Stella hardly noticed the flutter of soft wings as, one by one, they gathered, clinging to the eaves and awnings along her way.  She left the spill of blue neon from the bar and ventured into the night, punctuated by the occasional street lamp.  As she turned right at the corner, she saw a couple of the lights on that side had been smashed into oblivion.

The increased darkness made it harder to see the cracks in the sidewalk.  Stella slowed her pace to avoid catching her heel in one.  She had trouble focusing, and admitted to herself that she might have had a drink too many.

Partway down the block, her heel caught and she stumbled, falling against the side of a building.  Pain flashed in her hand as she scraped the skin on the rough brick surface.  She leaned against the building and pressed her injured palm to halt the bleeding.

A shadow emerged from the alley only a few feet ahead of her.  Still rubbing her hand, she noticed it, but made no effort to flee.

“Need some help?”  The harsh voice was not that of a Good Samaritan.  The shadow moved onto the sidewalk and stepped toward her.  As he drew nearer, she could see he looked solid and strong beneath his T-shirt and jeans.  She could also see the menacing sneer on his face.

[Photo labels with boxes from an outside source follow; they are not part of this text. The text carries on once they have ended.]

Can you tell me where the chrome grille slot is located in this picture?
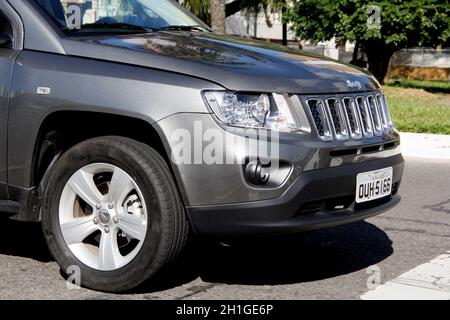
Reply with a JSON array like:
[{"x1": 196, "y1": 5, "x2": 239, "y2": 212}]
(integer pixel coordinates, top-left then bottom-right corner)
[
  {"x1": 307, "y1": 99, "x2": 333, "y2": 141},
  {"x1": 342, "y1": 98, "x2": 363, "y2": 140},
  {"x1": 356, "y1": 97, "x2": 373, "y2": 138},
  {"x1": 326, "y1": 98, "x2": 349, "y2": 141},
  {"x1": 377, "y1": 94, "x2": 392, "y2": 134},
  {"x1": 367, "y1": 96, "x2": 383, "y2": 136},
  {"x1": 299, "y1": 91, "x2": 394, "y2": 141}
]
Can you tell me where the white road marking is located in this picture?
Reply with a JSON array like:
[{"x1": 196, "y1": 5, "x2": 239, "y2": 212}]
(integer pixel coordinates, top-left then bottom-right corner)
[
  {"x1": 361, "y1": 251, "x2": 450, "y2": 300},
  {"x1": 400, "y1": 132, "x2": 450, "y2": 160}
]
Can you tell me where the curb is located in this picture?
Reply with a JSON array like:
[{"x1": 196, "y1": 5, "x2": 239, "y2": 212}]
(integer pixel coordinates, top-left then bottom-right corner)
[{"x1": 400, "y1": 132, "x2": 450, "y2": 160}]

Shaking her hand to erase the last traces of pain, she stepped away from the building, pulled her purse strap back up onto her shoulder, and continued walking home, right toward the man in the shadows.  As she was about to pass by him, he grabbed her arm and spun her toward him.

Stella laughed.

As the man began to drag her into the alley, they came.  They came on soft wings, like leathery butterflies of the night.  Nearly soundless, they leapt from the ledges where they’d hung and fluttered down.

He released Stella and screamed as a cloud of bats engulfed him.  They swarmed; they closed in, avoiding his flailing arms with ease.  Soon they all dug their claws and teeth into his clothes, his flesh.

Stella smiled as they lifted him up, up into the night.

When he was gone from sight, she straightened her dress, hitched her purse strap back over her shoulder, and continued on home.

She loved her neighborhood and wouldn’t dream of living anywhere else.